Wednesday, June 7, 2006 | 7:39 a.m.

Elise Eden and Richard Craft planned to peruse the art galleries at Holsum Lofts on Friday, but instead were seduced by the aroma luring them into a cooking demonstration at Cheflive.

"It's the curry," said Mykal Muegge, spokeswoman for the Internet cooking show that officially opens later this month in the building at 241 W. Charleston Blvd. "He's been torturing us for the last hour."

The culinary tease was local Le Cordon Bleu instructor and Chef Peter Sherlock, whose resume includes the kitchens of New York's Waldorf Astoria and the local Stirling Club at Turnberry Place.

In three sessions Friday, Sherlock whipped up a black bean soup, shrimp with curry and shrimp with pesto for the salivating First Friday crowds meandering through Holsum Lofts.

"We're just sampling now," Sherlock said as he provided First Friday visitors a taste of what is normally an hourlong afternoon show.

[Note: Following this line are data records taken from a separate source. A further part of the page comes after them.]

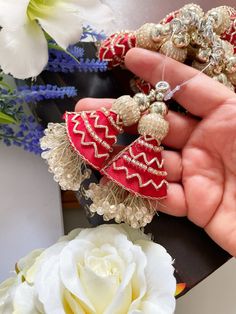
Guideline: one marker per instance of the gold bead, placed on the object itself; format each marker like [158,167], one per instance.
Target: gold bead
[159,32]
[159,107]
[170,50]
[192,7]
[144,36]
[221,18]
[142,101]
[154,125]
[203,55]
[232,78]
[223,79]
[127,108]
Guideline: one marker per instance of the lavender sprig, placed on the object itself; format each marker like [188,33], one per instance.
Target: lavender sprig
[35,93]
[90,33]
[70,66]
[27,135]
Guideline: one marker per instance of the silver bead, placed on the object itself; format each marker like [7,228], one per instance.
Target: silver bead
[160,96]
[142,101]
[170,50]
[203,55]
[221,19]
[154,125]
[181,40]
[162,87]
[127,108]
[159,107]
[144,36]
[231,65]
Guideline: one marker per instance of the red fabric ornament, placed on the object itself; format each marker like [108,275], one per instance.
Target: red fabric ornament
[230,34]
[139,169]
[115,47]
[92,134]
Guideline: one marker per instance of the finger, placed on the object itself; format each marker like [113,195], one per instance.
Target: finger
[87,104]
[181,126]
[199,96]
[175,203]
[180,129]
[173,165]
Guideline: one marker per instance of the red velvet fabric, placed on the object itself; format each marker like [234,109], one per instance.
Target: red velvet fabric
[230,35]
[93,152]
[115,47]
[135,179]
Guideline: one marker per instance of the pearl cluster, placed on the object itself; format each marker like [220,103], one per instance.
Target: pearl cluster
[68,168]
[150,146]
[111,202]
[194,37]
[93,133]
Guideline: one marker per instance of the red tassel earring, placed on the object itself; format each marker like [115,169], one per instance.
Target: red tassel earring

He has been a regular chef at the production studio, where Cheflive plans to lure tourists to daily cooking demonstrations by local and national chefs.

For weeks Cheflive has been catering exclusively to concierge groups and travel Web sites that might plug it as a novel way to spend a Las Vegas afternoon.

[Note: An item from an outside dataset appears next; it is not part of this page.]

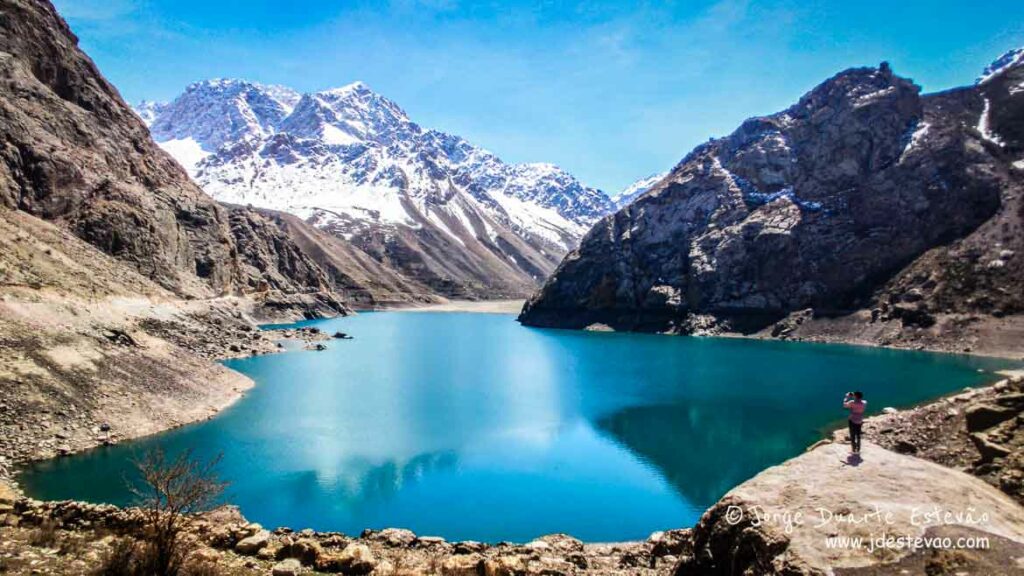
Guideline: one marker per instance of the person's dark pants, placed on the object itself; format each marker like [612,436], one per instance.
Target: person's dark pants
[855,436]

"You can only drink so much, gamble so much, shop so much," says Scott Proctor, Cheflive's chief financial officer. "So what's next? You have the Hoover Dam and us."

But who's going to pay the $45 admission fee for such a show, samples of that day's menu and a picture with the chef?

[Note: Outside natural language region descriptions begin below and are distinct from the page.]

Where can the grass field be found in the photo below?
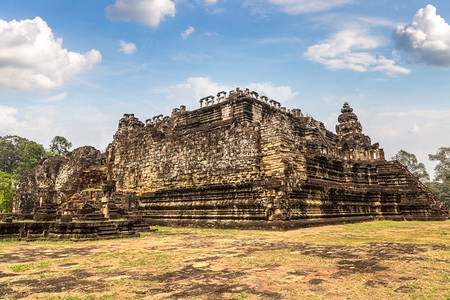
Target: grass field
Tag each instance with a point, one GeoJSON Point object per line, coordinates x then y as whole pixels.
{"type": "Point", "coordinates": [372, 260]}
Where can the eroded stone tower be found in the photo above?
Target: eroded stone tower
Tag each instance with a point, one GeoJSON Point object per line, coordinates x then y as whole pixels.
{"type": "Point", "coordinates": [244, 161]}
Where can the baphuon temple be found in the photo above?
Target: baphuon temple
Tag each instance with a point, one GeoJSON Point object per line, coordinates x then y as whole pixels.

"Everybody," says John Guinivere, Cheflive founder and formerly a personal chef. The admission price pales in comparison to Strip shows, he says, adding that the "real" money will come from Internet downloads at www.ChefLive.com, and from television shows, which is next in his plans. The studio is also available for private events, children's parties with puppet Chef Bob and healthy cooking classes.

Guinivere says his friends and peers thought he was crazy when he came up with the idea and purchased the Web site in 1998. But he was interested in streaming video and Internet possibilities and knew that his efforts wouldn't be costly.

Guinivere says he already has an assortment of chefs under contract, including Luciano Pellegrini, executive chef and owner of Valentino Las Vegas, and Chef John Howie of Seattle, both of whom are on his advisory board.

As a Norah Jones song filtered through the studio at the close of Friday evening's first demonstration, visitors Eden and Craft cleaned any trace of soup from their plastic spoons and discussed whether they would have included ham in their ingredients, as Sherlock had done.

"I would have made it without," Eden says while staring off in the distance. "But this is delicious. I've always wanted to know how to make black bean soup."